Local Rate Limiting: Token Bucket per Filter Chain
Local rate limiting runs entirely within the Envoy process. No external calls, no shared state. It's the fastest option and works well for per-connection or per-listener limits.
# envoy.yaml — Local rate limit via HTTP filter
static_resources:
listeners:
- name: main_listener
address:
socket_address:
address: 0.0.0.0
port_value: 8080
filter_chains:
- filters:
- name: envoy.filters.network.http_connection_manager
typed_config:
"@type": type.googleapis.com/envoy.extensions.filters.network.http_connection_manager.v3.HttpConnectionManager
stat_prefix: ingress_http
http_filters:
# Local rate limit filter — applied before routing
- name: envoy.filters.http.local_ratelimit
typed_config:
"@type": type.googleapis.com/envoy.extensions.filters.http.local_ratelimit.v3.LocalRateLimit
stat_prefix: http_local_rate_limiter
token_bucket:
max_tokens: 1000
tokens_per_fill: 1000
fill_interval: 1s
filter_enabled:
runtime_key: local_rate_limit_enabled
default_value:
numerator: 100
denominator: HUNDRED
filter_enforced:
runtime_key: local_rate_limit_enforced
default_value:
numerator: 100
denominator: HUNDRED
response_headers_to_add:
- append: false
header:
key: x-local-rate-limit
value: 'true'
- name: envoy.filters.http.router
typed_config:
"@type": type.googleapis.com/envoy.extensions.filters.http.router.v3.Router
The token_bucket here allows 1000 requests per second per Envoy instance.
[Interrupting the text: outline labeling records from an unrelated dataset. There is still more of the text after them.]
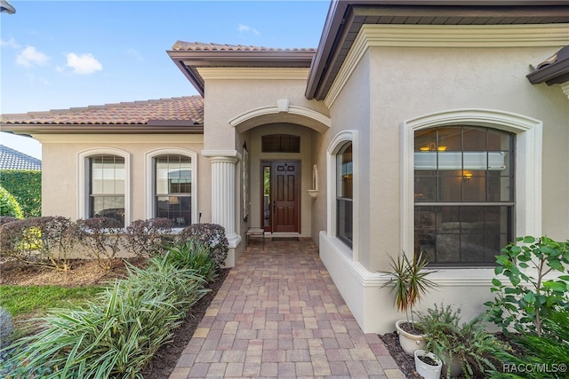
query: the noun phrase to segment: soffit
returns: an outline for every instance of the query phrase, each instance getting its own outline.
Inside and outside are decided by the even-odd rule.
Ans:
[[[309,68],[316,49],[276,49],[178,41],[167,51],[175,65],[203,96],[204,68]]]
[[[376,4],[373,1],[333,3],[317,53],[310,67],[306,91],[308,99],[325,99],[365,24],[446,26],[569,23],[567,1],[384,1],[382,5]]]

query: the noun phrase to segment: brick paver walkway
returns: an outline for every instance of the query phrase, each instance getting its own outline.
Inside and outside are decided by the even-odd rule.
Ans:
[[[314,242],[252,241],[229,272],[170,379],[405,378],[364,334]]]

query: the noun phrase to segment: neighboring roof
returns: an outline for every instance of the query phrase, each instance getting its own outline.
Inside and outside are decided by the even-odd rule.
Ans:
[[[42,161],[0,145],[0,170],[42,170]]]
[[[552,57],[540,63],[535,70],[527,75],[532,84],[545,82],[548,85],[569,81],[569,46],[556,52]]]
[[[178,41],[168,55],[204,96],[200,67],[302,67],[309,68],[316,49],[276,49]]]
[[[204,98],[185,96],[123,102],[46,112],[2,114],[3,130],[22,131],[41,126],[44,131],[203,132]],[[81,127],[77,127],[81,125]],[[152,128],[148,128],[152,126]]]
[[[328,11],[306,97],[323,100],[364,24],[514,25],[569,22],[569,1],[336,0]]]

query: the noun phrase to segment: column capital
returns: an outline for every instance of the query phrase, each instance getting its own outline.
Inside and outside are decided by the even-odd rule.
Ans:
[[[202,155],[212,159],[232,158],[233,162],[241,160],[241,153],[236,150],[202,150]]]

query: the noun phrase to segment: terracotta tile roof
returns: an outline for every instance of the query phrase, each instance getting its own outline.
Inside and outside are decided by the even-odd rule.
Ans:
[[[157,124],[159,121],[203,125],[204,99],[184,96],[2,115],[4,124]]]
[[[203,43],[200,42],[178,41],[172,50],[188,51],[316,51],[314,48],[279,49],[243,44]]]
[[[0,145],[0,170],[42,170],[42,161]]]

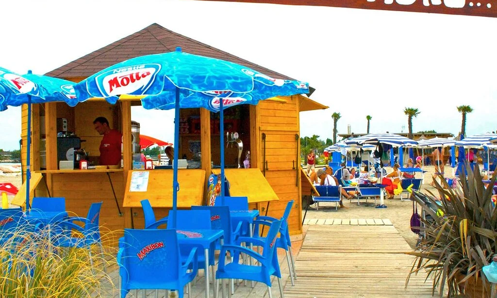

Clients that exceed it get a 429 Too Many Requests response immediately — no upstream service is touched.
Per-Route Local Limits
You can override the global limit on specific routes:
virtual_hosts:
- name: app_service
domains: ["*"]
routes:
- match:
prefix: /api/public
route:
cluster: public_api_cluster
typed_per_filter_config:
envoy.filters.http.local_ratelimit:
"@type": type.googleapis.com/envoy.extensions.filters.http.local_ratelimit.v3.LocalRateLimit
stat_prefix: public_api_local_ratelimit
token_bucket:
max_tokens: 10000 # Higher limit for public endpoints
tokens_per_fill: 10000
fill_interval: 1s
- match:
prefix: /api/admin
route:
cluster: admin_api_cluster
typed_per_filter_config:
envoy.filters.http.local_ratelimit:
"@type": type.googleapis.com/envoy.extensions.filters.http.local_ratelimit.v3.LocalRateLimit
stat_prefix: admin_api_local_ratelimit
token_bucket:
max_tokens: 50 # Strict limit on admin endpoints
tokens_per_fill: 50
fill_interval: 1s
Global Rate Limiting: Redis-Backed External Service
For consistent limits across a fleet of Envoy proxies, you need a shared state store. The standard approach is the Envoy rate limit service backed by Redis.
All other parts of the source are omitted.